23 kwietnia 2013

Only imagine...



Wtorek,
niby miał być krótki a okazał się ciężki i długi.
Po kąpieli,zachciało mi się powietrza więc wyszłam na dwór.
Uświadomiłam sobie,że na świecie jest dużo miejsc które chciałabym zobaczyć lecz jest  za dużo czynników które Mi na to nie pozwalają. Zobowiązania,brak czasu, nauka. 
Wszędzie niebo takie same, słońce i gwiazdy lecz ziemia inna. 
Czasem zazdrosze tym na górze, widzą wszystko co chcą i kiedy chcą.

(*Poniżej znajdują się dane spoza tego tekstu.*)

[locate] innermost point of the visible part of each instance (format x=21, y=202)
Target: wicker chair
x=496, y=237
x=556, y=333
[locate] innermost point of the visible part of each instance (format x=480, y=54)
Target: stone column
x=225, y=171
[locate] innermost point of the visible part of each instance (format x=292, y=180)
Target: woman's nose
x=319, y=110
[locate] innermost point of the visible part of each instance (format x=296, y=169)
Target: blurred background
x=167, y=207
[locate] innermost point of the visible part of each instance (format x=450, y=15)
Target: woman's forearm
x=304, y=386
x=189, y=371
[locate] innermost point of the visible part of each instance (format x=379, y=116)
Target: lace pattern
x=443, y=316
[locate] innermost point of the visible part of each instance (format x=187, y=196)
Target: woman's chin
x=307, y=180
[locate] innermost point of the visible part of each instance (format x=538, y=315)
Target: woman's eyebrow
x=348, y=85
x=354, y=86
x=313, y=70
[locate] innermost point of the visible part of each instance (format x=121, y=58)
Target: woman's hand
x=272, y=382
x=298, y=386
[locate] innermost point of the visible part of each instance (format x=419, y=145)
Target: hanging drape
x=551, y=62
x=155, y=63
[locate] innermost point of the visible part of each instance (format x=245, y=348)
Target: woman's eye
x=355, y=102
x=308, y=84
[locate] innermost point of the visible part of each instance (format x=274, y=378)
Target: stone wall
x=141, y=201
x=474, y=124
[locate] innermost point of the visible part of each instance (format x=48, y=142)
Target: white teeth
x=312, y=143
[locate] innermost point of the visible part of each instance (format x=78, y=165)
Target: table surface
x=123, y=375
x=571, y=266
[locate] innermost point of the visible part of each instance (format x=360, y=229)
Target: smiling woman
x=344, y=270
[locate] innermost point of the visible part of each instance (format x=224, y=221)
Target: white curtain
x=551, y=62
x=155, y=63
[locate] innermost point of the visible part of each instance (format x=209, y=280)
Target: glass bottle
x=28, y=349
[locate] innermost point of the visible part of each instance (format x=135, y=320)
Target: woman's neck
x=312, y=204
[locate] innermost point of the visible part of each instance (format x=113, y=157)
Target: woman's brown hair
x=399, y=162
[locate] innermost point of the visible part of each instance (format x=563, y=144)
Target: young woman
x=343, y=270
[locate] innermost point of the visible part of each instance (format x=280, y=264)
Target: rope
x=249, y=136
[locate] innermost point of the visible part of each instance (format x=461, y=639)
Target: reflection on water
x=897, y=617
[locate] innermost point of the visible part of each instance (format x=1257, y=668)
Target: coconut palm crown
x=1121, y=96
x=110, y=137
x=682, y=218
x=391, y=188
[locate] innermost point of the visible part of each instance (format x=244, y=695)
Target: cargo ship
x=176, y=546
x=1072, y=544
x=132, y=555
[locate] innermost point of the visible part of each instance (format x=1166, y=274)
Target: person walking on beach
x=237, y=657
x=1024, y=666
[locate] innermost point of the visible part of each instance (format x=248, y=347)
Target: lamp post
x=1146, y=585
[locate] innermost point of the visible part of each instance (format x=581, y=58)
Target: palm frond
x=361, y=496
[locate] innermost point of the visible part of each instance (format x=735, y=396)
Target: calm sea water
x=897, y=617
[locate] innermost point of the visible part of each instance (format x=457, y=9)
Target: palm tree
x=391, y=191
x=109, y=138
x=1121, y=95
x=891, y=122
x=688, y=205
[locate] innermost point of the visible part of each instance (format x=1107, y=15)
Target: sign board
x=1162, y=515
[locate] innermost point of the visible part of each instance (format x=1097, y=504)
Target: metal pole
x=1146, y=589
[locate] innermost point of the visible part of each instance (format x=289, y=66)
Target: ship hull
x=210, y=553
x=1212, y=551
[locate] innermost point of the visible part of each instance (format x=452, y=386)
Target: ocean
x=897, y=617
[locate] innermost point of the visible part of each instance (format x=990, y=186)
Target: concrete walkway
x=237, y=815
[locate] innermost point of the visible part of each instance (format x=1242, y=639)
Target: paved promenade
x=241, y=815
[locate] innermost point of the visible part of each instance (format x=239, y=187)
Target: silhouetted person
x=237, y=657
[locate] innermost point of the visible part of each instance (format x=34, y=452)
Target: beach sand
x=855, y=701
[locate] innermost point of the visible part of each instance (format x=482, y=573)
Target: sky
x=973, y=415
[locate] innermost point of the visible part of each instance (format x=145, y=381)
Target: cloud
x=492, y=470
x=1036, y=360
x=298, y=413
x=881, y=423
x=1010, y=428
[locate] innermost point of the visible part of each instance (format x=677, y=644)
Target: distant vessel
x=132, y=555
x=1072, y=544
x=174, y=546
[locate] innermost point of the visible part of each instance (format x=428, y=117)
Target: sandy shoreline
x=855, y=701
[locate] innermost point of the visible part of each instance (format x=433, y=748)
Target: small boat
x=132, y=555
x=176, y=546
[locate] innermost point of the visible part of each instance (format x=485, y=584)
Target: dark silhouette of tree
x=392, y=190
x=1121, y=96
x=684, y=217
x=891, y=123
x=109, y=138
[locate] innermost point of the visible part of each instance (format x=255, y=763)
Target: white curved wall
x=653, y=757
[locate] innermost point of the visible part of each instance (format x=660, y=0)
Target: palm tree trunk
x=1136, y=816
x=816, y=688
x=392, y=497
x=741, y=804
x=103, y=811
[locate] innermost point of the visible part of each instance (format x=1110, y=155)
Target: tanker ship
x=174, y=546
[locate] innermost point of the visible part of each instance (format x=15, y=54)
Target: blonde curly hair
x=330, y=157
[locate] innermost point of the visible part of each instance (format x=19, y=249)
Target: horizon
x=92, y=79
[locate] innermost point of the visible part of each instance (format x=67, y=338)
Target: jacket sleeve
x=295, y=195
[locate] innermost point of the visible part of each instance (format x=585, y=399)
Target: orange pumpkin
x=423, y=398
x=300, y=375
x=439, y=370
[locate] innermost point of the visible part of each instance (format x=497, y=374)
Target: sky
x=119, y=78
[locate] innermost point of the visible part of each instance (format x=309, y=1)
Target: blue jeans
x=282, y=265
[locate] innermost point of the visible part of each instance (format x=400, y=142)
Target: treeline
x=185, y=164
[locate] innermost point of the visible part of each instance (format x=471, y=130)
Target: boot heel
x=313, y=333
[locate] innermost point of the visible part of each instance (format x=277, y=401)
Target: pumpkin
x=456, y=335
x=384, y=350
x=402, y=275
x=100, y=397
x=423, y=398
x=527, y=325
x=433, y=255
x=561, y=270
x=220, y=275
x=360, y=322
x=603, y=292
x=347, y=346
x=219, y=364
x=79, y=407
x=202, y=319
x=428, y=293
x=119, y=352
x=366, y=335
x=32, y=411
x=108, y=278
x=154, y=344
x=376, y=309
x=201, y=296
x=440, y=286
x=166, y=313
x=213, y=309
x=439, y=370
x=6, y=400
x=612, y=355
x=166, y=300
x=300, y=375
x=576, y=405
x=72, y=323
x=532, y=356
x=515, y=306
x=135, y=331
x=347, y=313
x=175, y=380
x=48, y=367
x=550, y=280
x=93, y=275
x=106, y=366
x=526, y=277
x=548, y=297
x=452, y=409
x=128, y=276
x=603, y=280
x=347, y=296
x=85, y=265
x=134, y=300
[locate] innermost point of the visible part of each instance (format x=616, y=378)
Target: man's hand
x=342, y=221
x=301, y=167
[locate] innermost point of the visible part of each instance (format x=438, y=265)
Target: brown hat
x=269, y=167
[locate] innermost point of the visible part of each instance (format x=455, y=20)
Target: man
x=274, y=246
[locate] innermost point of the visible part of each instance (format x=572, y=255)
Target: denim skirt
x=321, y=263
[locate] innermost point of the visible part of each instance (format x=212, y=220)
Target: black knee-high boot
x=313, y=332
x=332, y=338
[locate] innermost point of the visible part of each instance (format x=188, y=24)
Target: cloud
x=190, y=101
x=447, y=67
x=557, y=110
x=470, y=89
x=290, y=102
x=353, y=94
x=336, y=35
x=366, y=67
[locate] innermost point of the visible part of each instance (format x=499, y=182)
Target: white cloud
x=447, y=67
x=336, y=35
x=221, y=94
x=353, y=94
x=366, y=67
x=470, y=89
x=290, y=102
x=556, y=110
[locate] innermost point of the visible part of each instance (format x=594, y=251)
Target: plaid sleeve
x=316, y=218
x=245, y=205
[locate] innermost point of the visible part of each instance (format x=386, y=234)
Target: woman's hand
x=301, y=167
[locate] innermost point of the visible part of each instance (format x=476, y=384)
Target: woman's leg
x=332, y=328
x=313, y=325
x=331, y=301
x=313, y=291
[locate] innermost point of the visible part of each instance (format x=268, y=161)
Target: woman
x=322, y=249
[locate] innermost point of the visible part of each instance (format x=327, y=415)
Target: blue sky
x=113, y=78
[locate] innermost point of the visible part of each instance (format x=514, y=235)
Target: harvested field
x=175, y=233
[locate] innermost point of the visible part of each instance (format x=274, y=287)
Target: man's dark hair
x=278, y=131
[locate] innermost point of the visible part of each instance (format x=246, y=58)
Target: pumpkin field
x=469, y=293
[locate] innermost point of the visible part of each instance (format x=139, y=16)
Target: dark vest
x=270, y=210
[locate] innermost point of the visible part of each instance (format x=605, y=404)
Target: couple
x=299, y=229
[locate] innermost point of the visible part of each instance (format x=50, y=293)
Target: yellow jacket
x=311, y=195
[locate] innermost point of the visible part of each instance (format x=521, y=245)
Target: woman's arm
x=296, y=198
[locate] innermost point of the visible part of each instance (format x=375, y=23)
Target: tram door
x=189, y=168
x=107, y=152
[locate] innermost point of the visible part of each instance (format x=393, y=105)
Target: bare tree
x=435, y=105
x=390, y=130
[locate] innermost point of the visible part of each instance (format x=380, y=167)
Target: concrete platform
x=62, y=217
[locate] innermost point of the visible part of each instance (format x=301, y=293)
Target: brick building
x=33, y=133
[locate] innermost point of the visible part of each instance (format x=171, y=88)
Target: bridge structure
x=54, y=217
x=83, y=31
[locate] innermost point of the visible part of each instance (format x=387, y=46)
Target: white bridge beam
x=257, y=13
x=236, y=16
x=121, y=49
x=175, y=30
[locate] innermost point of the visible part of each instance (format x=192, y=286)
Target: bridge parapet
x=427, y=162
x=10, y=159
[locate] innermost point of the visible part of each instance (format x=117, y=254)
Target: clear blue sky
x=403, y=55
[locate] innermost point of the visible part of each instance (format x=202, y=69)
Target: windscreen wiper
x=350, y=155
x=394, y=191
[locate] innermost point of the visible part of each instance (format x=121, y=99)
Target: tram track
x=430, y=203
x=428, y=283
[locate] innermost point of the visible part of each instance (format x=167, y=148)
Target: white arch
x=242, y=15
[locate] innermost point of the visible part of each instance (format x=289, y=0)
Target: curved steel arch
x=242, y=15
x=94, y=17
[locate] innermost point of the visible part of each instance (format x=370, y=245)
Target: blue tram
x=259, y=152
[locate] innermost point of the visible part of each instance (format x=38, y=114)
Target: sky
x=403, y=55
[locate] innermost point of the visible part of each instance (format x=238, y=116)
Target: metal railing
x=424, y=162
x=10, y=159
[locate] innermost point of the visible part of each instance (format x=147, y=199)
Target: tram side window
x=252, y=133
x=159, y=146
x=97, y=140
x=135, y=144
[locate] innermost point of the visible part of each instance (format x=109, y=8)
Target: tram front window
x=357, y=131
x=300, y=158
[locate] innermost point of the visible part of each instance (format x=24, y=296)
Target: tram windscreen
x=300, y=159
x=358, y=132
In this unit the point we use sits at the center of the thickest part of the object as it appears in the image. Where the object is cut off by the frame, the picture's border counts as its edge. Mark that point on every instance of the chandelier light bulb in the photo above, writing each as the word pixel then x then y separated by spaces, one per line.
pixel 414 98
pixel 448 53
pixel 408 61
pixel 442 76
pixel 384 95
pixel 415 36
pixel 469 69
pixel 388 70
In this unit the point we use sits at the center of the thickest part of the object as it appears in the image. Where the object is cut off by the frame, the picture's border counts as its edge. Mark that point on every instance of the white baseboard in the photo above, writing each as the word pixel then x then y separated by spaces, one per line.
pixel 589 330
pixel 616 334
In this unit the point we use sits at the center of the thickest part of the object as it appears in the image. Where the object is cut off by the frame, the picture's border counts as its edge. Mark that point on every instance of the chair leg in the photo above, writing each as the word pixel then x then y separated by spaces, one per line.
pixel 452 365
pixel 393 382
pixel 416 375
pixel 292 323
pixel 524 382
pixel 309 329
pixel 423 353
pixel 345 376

Zauważyłam rytm życia, tego miasta. 
5 zaczyna się ruch samochodowy, 6 słyszę, śmieciarkę,samochody,ludzi i pociągi czasem przeleci samolot, czas wstawać...
wieczorem
15,16,17 ludzie zjeżdżają się do domów, zamknięcie bram. Czas na obiad! wracam do domu,zmęczona.
około 21 słychać jeszcze samochody, brak ludzi. 
23, samochód jedzie od czasu do czasu
kłade się spać. 
miasto zasypia. 
5:00- od nowa. 
Zastanawiam się, kiedy się to wszystko zmieni.